Why Am I Qualified to Be A Consultant?

Even though the term consultant is the commonly used title for my services, it comes with some baggage I need to dispel. People often consider consultants to be aloof. I’m not that type of consultant. I just answer your questions with down-to-earth advice. I am someone you can put in your speed dial and just call real quick to pass a question by me. I don’t count each second we talk or charge for phone calls. I’m not trying to turn something simple into rocket science. Nor do I try to push my paid services on interested customers who give me a call.

But having said that, what exactly makes me qualified to be a consultant?

There are four reasons I am qualified to be a consultant:

  1. Previous and Current Clients Have Always Been Happy.

    I don’t think any piece of evidence can really be more important than what my clients think.

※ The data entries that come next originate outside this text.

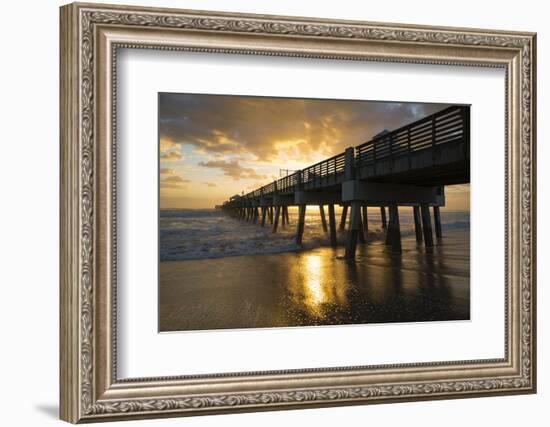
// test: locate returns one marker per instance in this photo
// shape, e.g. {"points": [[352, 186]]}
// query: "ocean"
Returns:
{"points": [[192, 234]]}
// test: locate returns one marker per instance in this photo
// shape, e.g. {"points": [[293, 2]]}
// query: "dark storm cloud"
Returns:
{"points": [[265, 127]]}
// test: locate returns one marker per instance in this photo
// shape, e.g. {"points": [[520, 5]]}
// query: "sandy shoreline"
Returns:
{"points": [[315, 287]]}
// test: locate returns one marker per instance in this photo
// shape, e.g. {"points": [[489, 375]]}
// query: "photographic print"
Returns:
{"points": [[280, 212]]}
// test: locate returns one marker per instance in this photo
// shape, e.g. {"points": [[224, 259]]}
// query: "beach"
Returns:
{"points": [[230, 286]]}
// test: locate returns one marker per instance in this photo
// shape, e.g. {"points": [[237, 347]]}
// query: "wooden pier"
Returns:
{"points": [[409, 166]]}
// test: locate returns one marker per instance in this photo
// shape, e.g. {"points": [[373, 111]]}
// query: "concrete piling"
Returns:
{"points": [[437, 222], [276, 220], [426, 225], [301, 224], [323, 219], [332, 224], [344, 217], [417, 223]]}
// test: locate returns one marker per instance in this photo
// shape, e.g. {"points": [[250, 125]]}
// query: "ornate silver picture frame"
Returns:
{"points": [[90, 387]]}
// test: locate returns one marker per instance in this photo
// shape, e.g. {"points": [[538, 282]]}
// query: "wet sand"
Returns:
{"points": [[316, 287]]}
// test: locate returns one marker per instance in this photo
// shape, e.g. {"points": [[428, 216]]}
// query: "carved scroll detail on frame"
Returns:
{"points": [[90, 18]]}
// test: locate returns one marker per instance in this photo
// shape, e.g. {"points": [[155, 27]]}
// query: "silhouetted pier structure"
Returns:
{"points": [[409, 166]]}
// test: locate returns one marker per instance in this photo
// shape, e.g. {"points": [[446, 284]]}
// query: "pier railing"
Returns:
{"points": [[446, 126]]}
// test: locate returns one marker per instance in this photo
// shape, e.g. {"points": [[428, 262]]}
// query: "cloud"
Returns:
{"points": [[171, 156], [277, 129], [233, 169], [169, 151], [172, 181]]}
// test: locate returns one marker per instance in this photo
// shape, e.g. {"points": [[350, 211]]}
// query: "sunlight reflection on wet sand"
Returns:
{"points": [[317, 287]]}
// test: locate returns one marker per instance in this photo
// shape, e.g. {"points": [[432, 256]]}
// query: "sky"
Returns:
{"points": [[214, 146]]}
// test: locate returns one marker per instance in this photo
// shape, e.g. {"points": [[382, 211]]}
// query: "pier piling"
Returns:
{"points": [[396, 168], [301, 224], [383, 216], [417, 223], [332, 224], [276, 220], [437, 222], [323, 219], [353, 230], [427, 225], [344, 217]]}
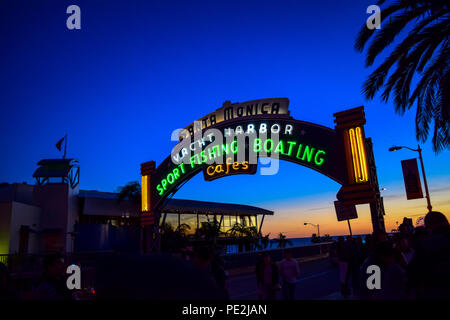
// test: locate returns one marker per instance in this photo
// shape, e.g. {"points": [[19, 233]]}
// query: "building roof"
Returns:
{"points": [[53, 168], [106, 204]]}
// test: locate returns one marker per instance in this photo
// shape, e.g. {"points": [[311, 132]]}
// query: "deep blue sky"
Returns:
{"points": [[137, 70]]}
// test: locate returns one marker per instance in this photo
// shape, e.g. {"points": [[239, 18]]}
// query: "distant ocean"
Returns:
{"points": [[295, 242]]}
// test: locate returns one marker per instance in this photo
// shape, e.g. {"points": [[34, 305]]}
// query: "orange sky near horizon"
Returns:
{"points": [[289, 216]]}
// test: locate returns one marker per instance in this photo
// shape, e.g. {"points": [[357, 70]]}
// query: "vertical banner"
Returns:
{"points": [[345, 212], [411, 176]]}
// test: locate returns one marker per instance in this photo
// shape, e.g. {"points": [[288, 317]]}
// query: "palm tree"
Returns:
{"points": [[423, 52], [248, 237], [282, 241]]}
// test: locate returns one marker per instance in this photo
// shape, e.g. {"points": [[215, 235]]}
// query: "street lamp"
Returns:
{"points": [[395, 148], [314, 225]]}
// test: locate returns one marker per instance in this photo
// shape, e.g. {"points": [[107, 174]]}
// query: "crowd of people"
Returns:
{"points": [[414, 263]]}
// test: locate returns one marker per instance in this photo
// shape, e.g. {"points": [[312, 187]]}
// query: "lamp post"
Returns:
{"points": [[314, 225], [419, 150]]}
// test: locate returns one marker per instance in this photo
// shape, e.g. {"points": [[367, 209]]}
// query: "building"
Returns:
{"points": [[55, 215]]}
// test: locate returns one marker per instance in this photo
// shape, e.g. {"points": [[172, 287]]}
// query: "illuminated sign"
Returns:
{"points": [[233, 111], [230, 167], [359, 159]]}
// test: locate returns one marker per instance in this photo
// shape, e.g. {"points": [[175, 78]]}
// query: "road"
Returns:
{"points": [[318, 280]]}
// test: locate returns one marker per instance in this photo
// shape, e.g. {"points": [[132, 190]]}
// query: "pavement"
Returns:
{"points": [[319, 280]]}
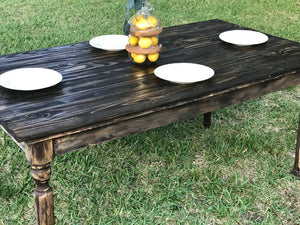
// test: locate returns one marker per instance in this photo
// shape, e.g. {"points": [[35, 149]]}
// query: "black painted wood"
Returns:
{"points": [[102, 87]]}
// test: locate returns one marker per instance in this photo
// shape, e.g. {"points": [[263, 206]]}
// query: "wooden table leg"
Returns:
{"points": [[207, 120], [40, 156], [296, 169]]}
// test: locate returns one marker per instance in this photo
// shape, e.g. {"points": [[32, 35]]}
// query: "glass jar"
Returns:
{"points": [[144, 46]]}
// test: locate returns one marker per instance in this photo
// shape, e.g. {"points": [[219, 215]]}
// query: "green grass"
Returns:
{"points": [[237, 172]]}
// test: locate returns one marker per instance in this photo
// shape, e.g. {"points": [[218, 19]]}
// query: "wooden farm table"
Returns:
{"points": [[103, 96]]}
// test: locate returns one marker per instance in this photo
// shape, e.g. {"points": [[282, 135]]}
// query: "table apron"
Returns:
{"points": [[142, 122]]}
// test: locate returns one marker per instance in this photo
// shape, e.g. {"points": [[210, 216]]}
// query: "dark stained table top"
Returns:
{"points": [[101, 86]]}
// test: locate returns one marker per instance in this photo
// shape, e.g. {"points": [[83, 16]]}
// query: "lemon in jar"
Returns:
{"points": [[152, 21], [142, 24], [136, 19], [145, 42], [153, 57], [139, 58], [133, 40], [154, 40]]}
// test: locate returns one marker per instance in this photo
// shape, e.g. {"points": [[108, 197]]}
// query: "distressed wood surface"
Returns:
{"points": [[101, 89], [296, 169], [40, 155]]}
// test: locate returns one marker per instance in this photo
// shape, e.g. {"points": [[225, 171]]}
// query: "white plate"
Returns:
{"points": [[110, 42], [29, 79], [184, 73], [243, 37]]}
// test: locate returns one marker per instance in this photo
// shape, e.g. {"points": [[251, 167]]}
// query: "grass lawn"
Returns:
{"points": [[237, 172]]}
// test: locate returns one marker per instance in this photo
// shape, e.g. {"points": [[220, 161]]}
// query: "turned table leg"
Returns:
{"points": [[40, 156], [296, 169], [207, 120]]}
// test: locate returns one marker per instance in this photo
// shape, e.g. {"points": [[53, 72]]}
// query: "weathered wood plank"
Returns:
{"points": [[40, 155], [101, 86], [296, 169], [165, 115]]}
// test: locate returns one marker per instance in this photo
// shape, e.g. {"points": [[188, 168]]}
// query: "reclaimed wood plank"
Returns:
{"points": [[101, 86]]}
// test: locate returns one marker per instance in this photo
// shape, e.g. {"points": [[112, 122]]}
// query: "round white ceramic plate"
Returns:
{"points": [[29, 79], [243, 37], [184, 73], [110, 42]]}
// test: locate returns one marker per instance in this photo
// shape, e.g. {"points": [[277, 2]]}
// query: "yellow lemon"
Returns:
{"points": [[153, 57], [152, 21], [133, 55], [145, 42], [136, 19], [133, 40], [154, 40], [142, 24], [139, 58]]}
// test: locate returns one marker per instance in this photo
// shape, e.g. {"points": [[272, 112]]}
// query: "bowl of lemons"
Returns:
{"points": [[143, 40]]}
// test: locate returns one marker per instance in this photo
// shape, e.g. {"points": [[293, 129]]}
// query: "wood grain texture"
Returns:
{"points": [[296, 169], [100, 88], [40, 156]]}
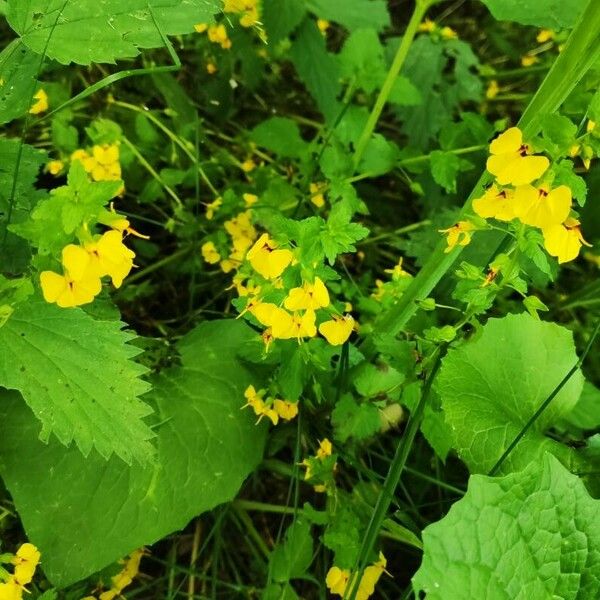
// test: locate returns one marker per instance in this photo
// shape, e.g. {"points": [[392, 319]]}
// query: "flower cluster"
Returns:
{"points": [[123, 578], [272, 408], [83, 267], [101, 162], [520, 194], [338, 580], [25, 563]]}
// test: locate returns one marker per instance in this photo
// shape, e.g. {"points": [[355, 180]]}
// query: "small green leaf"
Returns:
{"points": [[530, 534], [491, 386]]}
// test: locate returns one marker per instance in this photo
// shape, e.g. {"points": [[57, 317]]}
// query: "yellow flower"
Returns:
{"points": [[316, 195], [527, 60], [397, 272], [323, 25], [109, 256], [250, 199], [11, 590], [267, 260], [285, 326], [325, 449], [337, 580], [41, 104], [210, 253], [78, 285], [544, 35], [565, 240], [448, 33], [458, 235], [25, 561], [427, 26], [218, 35], [541, 207], [55, 167], [212, 208], [337, 330], [309, 296], [492, 89], [510, 161], [495, 204], [248, 165], [285, 409]]}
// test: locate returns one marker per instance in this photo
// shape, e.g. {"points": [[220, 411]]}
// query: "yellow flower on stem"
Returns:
{"points": [[267, 260], [210, 253], [310, 296], [41, 103], [495, 204], [458, 235], [78, 285], [109, 256], [542, 207], [565, 240], [337, 330], [511, 161], [286, 327]]}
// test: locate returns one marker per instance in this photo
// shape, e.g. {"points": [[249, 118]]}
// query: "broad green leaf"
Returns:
{"points": [[281, 136], [291, 558], [77, 376], [553, 14], [85, 513], [89, 31], [317, 68], [281, 17], [19, 68], [491, 386], [352, 14], [531, 534]]}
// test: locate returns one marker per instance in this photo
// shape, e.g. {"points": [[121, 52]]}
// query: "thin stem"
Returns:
{"points": [[401, 54], [545, 403]]}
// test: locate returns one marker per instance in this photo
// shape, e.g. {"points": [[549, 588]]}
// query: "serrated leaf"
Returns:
{"points": [[553, 14], [491, 386], [84, 514], [78, 378], [353, 14], [531, 534], [103, 31], [19, 68]]}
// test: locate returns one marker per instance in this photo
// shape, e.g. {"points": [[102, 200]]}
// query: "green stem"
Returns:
{"points": [[545, 403], [580, 53], [393, 476], [401, 54]]}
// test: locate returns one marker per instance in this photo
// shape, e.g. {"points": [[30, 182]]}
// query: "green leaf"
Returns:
{"points": [[444, 168], [63, 30], [292, 558], [353, 420], [281, 136], [553, 14], [352, 14], [339, 234], [77, 376], [317, 68], [18, 73], [531, 534], [490, 387], [85, 513], [281, 17]]}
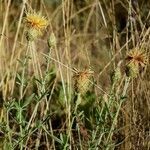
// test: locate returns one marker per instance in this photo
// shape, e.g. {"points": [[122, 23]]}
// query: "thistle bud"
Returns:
{"points": [[51, 41], [82, 81]]}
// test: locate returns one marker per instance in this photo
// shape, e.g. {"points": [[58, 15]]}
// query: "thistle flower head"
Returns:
{"points": [[137, 56], [35, 23], [136, 59], [51, 41], [82, 81]]}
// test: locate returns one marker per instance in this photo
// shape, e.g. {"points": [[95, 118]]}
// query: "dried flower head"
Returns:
{"points": [[137, 56], [116, 74], [136, 59], [51, 41], [36, 22], [82, 81]]}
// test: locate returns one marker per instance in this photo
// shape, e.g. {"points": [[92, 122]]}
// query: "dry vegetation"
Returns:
{"points": [[74, 74]]}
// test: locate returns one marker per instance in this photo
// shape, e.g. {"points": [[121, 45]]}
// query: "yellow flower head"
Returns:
{"points": [[136, 60], [137, 57], [36, 21], [82, 81]]}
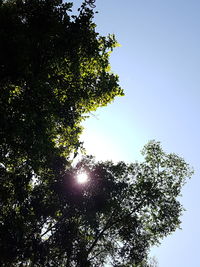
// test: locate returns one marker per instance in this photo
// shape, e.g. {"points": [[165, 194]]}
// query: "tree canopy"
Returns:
{"points": [[54, 69]]}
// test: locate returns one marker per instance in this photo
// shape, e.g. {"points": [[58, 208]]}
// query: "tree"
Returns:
{"points": [[54, 69]]}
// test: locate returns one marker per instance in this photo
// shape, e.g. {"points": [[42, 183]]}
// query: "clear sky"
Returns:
{"points": [[159, 69]]}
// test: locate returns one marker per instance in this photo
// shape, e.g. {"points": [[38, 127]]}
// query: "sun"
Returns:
{"points": [[82, 178]]}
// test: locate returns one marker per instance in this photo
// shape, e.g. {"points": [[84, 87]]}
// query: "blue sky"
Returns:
{"points": [[158, 65]]}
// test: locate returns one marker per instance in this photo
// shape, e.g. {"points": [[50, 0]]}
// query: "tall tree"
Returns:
{"points": [[54, 69]]}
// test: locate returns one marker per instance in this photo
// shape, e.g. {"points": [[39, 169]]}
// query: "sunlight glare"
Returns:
{"points": [[82, 178]]}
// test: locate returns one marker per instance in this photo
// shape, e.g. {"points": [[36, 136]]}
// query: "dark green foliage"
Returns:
{"points": [[54, 68]]}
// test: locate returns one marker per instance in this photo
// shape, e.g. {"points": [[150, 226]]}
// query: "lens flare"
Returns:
{"points": [[82, 178]]}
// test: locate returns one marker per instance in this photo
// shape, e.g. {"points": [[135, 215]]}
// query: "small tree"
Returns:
{"points": [[53, 70]]}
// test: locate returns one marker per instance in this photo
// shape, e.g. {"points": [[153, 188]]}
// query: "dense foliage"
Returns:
{"points": [[54, 69]]}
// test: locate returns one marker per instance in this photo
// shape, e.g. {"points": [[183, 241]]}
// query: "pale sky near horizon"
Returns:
{"points": [[159, 68]]}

For example, would you discuss your problems with a consultant with unhappy clients? Of course not! Fortunately, all of my clients, like the Holiday Group for example, have been very happy with my work. (References are Available Upon Request)

  2. I’ve Built my own Business.

    After college I built Digital Self, an enterprise software company, to about a quarter million sales as the CTO along with a team of about eight others. For personal reasons we shut the company down, and I went to work for several years at Microsoft Corporation as a Program Manager. It’s hard to give business advice of any type without having experienced what it feels like to build a business. To endure the pain of slow sales and the pleasure of closing a large contract helps me understand the challenges you’re trying to explain to me.

  3. Related Professional Experience.

    My experience at Microsoft Corporation was in their Internet Division which was called Windows Live when I left. At Microsoft my responsibility was to study the user experience and identify areas of improvement. I had access to millions of pieces of statistical data, which allowed me to observe what customer’s loved and what they hated. This experience is valuable in being able to discuss problems with small companies as well as companies looking to one day have millions of customers like a Microsoft.

  4. I Enjoy Listening and Talking Through Business Problems.

    There is a proverb, “When anyone is replying to a matter before he hears [it], that is foolishness on his part.” Have you ever tried to have a discussion with someone who doesn’t listen? Are those discussions generally successful? Rarely. Thus, when discussing a problem with a client, I always start by listening and asking a dozen questions to draw out key points I need to understand.

So wouldn’t you agree; the qualifications I’ve listed are critical for someone you’re going to discuss your problems with? Don’t you want someone with happy clients, with experience, and who is a good listener? However, probably the most important qualification, I didn’t list, is someone you enjoy working with. A good working relationship is indispensable. Nevertheless, only you can decide whether you enjoy working with me.